A: After concluding above mentioned pilot studies it is now time to build an actual Virtual Observatory for broad use by the scientific community and the interested laymen. By 2007 this will result in many more VO-aware tools, but also dedicated web portals offering VO compliant data and compute services powered by the various contributing data centres. EURO-VO is an umbrella for such efforts in Europe.

Q: Why is IVOA necessary?

A: The IVOA is essential to the success of all the VO projects since many of today's astronomical projects are international and involve multi-wavelength data from many countries and funding agencies.

Q: How will the VO make new science possible?

A: It is fair to say that there are no killer new science problems that are unique to the VO (unlike the situation for science cases for new ground and space based telescopes/instruments). Rather, the VO will make the scaling-up of existing projects possible and will also make 'large projects' doable by more people with smaller groups and less resources.

Astronomy is an international science and becoming more so every day. All the new facilities on the drawing boards (JWST, ALMA, SKA ...) involve collaborations with the US, Europe and the Asian Pacific countries. Project teams live on different continents and need access to large amounts of data from different wavelength bands stored in archives in a range of countries run by multiple organisations. This is not unique to astronomy and forms the basis of the paradigm shift to GRID technologies for solving complex problems in the 21st century. The VO is a GRID application for astronomy. It will use GRID technologies and educate the astronomical community in their use. However, it is not just GRID, VO is also about data interoperability. Astronomy has unique interoperability issues, as do other sciences.

Firstly the VO will enable complex problem solving in astronomy by using the GRID paradigm to allow astronomers to access the kinds of data volumes they need to attack really interesting new problems in cosmology and stellar astrophysics. Secondly, we need new algorithms to work on these large data sets. The GRID will provide a way of applying these algorithms on remote resources (probably near to the data repositories). But the algorithms for operating on large data sets will be a product of the VO. The algorithms will come from collaborative efforts, funded by the VO, between astronomers and computer scientists, computational scientists and statisticians. Thirdly, the VO will provide the data-level interoperability so that diverse datasets can be joined to solve complex problems. We often need to connect radio and infrared data or X-ray and optical data. This is usually very hard and time consuming due to the lack of interoperability standards and automatic systems. The VO will provide these standards and systems to make multi-wavelength astronomy practical and routine.

Q: What are the main technological obstacles to the VO?

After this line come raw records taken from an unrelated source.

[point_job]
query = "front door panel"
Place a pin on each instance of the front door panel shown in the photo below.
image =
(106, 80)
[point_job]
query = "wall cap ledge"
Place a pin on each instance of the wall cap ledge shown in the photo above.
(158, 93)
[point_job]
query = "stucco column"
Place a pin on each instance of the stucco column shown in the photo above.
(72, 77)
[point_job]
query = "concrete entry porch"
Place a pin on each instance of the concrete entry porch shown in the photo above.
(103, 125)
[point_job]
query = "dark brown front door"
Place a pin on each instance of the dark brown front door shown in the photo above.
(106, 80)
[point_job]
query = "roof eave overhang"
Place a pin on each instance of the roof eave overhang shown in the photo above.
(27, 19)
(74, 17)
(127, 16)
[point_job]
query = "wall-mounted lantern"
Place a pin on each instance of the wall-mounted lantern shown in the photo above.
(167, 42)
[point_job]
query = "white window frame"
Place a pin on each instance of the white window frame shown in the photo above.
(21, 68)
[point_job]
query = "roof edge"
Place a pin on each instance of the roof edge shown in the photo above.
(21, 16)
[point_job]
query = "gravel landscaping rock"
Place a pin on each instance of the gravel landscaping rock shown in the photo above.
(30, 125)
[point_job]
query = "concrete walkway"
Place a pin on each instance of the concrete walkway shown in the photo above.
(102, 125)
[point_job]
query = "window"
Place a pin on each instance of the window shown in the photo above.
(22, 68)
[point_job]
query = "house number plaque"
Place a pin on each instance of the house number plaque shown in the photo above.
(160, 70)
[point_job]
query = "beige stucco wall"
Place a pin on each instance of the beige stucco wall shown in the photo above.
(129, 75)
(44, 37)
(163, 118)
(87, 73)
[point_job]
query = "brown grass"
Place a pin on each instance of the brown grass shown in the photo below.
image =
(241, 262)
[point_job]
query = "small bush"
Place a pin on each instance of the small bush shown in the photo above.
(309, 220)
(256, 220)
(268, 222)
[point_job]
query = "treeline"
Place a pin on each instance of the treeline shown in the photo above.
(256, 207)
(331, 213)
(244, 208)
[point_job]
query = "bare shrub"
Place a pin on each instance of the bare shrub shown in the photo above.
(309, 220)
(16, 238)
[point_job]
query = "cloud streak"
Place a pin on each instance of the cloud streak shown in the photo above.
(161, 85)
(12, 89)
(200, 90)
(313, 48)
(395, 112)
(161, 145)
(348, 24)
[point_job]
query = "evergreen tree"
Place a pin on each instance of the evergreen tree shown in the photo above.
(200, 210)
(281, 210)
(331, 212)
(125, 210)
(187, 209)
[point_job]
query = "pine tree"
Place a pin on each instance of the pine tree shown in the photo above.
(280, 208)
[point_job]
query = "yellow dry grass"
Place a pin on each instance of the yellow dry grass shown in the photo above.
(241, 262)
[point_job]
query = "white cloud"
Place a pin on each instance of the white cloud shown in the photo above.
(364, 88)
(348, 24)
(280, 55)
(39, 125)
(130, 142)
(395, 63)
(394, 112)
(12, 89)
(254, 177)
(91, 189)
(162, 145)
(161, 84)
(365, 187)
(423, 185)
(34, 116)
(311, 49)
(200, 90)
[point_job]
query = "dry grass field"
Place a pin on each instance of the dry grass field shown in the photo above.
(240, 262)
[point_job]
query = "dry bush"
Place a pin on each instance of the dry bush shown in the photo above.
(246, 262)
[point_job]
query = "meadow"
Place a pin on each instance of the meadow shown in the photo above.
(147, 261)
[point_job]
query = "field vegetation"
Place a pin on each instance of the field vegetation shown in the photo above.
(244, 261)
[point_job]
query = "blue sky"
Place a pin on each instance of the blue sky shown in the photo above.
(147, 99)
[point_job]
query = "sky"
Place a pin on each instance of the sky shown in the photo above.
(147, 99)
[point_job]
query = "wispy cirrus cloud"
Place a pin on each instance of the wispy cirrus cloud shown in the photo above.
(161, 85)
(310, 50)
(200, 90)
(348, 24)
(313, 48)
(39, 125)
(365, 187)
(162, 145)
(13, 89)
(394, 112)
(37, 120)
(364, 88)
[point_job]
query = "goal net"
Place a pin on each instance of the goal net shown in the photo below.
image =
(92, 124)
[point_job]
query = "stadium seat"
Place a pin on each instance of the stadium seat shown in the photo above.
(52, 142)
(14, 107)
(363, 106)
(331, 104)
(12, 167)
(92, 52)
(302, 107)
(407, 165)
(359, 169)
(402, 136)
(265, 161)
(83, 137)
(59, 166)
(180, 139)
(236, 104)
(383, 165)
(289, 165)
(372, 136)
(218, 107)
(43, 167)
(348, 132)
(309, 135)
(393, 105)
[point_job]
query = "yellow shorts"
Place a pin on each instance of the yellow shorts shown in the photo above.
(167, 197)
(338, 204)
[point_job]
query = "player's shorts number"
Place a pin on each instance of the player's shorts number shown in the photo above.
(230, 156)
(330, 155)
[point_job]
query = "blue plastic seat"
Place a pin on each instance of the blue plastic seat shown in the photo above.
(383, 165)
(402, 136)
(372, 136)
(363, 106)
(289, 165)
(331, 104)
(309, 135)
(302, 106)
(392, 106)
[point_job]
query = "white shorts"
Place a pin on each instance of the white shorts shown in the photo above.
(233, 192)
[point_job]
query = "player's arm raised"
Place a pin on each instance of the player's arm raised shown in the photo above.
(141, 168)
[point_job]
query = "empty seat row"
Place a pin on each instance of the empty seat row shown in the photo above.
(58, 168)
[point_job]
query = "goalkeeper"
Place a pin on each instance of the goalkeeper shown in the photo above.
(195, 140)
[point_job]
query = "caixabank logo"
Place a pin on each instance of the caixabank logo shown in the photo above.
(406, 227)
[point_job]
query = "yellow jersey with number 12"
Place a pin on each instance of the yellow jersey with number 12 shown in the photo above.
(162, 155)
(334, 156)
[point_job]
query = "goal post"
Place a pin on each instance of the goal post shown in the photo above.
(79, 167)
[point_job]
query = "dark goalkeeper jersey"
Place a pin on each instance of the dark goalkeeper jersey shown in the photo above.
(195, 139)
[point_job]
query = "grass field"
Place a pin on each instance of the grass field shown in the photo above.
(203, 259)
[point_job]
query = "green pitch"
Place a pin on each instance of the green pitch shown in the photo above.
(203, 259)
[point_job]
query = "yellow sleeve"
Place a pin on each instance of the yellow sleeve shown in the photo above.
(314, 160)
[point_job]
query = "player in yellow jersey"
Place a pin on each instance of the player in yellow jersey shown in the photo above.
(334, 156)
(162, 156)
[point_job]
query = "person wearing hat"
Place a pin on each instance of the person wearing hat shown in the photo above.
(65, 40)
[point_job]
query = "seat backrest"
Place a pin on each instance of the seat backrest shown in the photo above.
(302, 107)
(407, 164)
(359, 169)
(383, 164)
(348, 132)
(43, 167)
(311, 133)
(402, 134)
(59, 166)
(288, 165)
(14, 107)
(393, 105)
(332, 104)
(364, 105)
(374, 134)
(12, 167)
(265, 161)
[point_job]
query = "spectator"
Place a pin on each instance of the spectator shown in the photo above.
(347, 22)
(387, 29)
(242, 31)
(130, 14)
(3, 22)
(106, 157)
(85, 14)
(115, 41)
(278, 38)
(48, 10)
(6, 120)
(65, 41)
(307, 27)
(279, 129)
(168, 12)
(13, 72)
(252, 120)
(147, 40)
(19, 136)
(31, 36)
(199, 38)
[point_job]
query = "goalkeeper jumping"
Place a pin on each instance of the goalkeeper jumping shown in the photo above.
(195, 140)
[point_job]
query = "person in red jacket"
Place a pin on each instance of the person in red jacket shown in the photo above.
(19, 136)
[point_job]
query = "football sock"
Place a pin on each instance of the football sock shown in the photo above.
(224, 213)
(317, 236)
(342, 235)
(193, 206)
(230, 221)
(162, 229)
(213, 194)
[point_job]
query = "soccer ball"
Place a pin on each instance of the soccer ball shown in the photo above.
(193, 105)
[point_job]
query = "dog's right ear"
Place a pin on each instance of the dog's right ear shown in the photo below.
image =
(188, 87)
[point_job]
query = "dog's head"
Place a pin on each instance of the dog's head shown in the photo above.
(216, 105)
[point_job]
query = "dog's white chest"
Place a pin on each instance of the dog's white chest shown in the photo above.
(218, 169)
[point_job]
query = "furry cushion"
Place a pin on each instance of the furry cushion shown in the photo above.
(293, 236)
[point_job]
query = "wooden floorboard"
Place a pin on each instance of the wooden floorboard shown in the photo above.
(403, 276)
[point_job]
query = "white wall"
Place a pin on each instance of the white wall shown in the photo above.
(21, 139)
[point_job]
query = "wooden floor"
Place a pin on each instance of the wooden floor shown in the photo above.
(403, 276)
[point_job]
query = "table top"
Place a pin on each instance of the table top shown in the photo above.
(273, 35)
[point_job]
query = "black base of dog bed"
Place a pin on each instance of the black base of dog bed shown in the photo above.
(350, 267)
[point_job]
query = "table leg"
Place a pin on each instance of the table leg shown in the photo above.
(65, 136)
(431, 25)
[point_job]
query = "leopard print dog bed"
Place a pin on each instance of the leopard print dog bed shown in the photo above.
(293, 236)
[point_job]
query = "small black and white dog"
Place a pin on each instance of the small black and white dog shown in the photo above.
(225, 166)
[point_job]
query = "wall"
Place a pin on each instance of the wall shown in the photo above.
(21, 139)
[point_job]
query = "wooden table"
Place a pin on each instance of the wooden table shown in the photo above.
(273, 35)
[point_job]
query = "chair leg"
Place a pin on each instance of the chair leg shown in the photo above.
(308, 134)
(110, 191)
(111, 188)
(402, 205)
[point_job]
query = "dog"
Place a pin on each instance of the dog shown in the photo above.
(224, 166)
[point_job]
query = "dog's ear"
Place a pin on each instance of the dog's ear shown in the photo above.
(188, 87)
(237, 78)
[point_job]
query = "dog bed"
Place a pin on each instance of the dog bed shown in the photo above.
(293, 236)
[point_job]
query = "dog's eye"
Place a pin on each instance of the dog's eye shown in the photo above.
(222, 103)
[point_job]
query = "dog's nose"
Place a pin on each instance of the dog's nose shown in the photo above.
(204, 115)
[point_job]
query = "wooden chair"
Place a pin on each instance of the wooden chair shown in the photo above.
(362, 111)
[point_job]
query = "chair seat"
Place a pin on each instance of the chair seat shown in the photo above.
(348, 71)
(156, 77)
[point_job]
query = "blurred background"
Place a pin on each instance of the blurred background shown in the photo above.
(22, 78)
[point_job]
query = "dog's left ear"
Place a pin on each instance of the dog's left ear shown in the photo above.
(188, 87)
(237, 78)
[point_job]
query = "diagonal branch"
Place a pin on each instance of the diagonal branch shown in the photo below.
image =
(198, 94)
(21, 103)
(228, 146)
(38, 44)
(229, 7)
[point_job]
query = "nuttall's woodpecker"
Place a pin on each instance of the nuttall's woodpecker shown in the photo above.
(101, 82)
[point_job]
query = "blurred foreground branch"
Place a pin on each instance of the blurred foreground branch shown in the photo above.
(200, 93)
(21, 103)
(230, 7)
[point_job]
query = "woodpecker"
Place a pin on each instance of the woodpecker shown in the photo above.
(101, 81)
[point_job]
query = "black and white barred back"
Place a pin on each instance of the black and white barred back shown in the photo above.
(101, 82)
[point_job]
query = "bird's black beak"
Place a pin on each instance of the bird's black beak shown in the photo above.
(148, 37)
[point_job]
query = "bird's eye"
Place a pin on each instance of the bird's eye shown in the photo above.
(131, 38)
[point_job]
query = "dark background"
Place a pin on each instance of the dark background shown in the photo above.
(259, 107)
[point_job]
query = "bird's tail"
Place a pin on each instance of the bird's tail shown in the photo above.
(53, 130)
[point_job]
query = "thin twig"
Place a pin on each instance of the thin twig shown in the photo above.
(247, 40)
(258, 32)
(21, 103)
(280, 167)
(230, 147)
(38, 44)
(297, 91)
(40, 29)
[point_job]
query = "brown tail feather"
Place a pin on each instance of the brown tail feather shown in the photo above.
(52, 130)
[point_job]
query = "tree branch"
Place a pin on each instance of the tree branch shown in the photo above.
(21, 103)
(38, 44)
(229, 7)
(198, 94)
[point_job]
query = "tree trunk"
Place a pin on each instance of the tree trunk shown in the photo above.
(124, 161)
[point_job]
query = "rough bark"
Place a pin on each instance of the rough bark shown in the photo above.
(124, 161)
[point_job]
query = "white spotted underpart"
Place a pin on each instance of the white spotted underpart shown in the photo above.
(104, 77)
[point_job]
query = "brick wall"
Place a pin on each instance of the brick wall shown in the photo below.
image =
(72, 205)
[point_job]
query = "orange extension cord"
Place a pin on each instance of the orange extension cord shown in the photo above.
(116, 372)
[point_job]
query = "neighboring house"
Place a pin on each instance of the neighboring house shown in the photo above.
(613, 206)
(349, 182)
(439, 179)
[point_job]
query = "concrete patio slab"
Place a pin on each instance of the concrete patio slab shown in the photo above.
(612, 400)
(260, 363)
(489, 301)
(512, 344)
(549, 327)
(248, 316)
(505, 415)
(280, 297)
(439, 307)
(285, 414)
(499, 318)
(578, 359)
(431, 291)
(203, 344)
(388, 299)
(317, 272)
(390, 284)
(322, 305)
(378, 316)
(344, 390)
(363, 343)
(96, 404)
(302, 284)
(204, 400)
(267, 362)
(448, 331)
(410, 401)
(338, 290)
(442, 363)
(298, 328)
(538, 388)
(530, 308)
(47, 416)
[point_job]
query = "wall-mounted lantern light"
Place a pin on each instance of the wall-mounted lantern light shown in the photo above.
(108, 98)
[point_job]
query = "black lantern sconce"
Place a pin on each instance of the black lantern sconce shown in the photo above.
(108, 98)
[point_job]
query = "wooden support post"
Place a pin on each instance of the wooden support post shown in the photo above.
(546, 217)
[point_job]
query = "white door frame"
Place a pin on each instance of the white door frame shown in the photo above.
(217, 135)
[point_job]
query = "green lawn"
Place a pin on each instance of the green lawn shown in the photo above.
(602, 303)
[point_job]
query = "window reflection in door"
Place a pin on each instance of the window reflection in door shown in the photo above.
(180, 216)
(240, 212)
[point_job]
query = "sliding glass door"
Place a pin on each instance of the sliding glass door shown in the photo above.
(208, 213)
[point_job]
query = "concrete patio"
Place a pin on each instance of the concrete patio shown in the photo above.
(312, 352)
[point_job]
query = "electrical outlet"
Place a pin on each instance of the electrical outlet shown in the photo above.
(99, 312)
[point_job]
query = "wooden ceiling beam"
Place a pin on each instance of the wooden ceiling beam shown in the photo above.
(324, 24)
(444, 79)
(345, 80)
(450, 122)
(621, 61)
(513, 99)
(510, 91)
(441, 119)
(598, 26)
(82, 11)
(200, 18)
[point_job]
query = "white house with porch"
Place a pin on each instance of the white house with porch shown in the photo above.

A: As mentioned VO will be a GRID application for astronomy and more. The data volume problem for astronomy is similar to particle physics and bioinformatics. We have facilities that can turn out ~ 0.5 terabyte of data each night of observation. Archives are currently in the 10-100 Tbyte range with doubling times of less than 12 months. New facilities such as the LSST will turn out multi terabyte datasets each night. Astronomy has just as much need for scalable storage and compute solutions as well as performant database technologies as do other physical sciences. In other words, we are part of the GRID driving force as well. At the moment we see a real future in Web Services.

Q: When will the VO become available?

A: The target in Europe is to have a real open access VO covering all European data centres by the end of 2007 with roughly similar timescale in the US and elsewhere. Again, this will be progressive and not a big-bang of new functionality.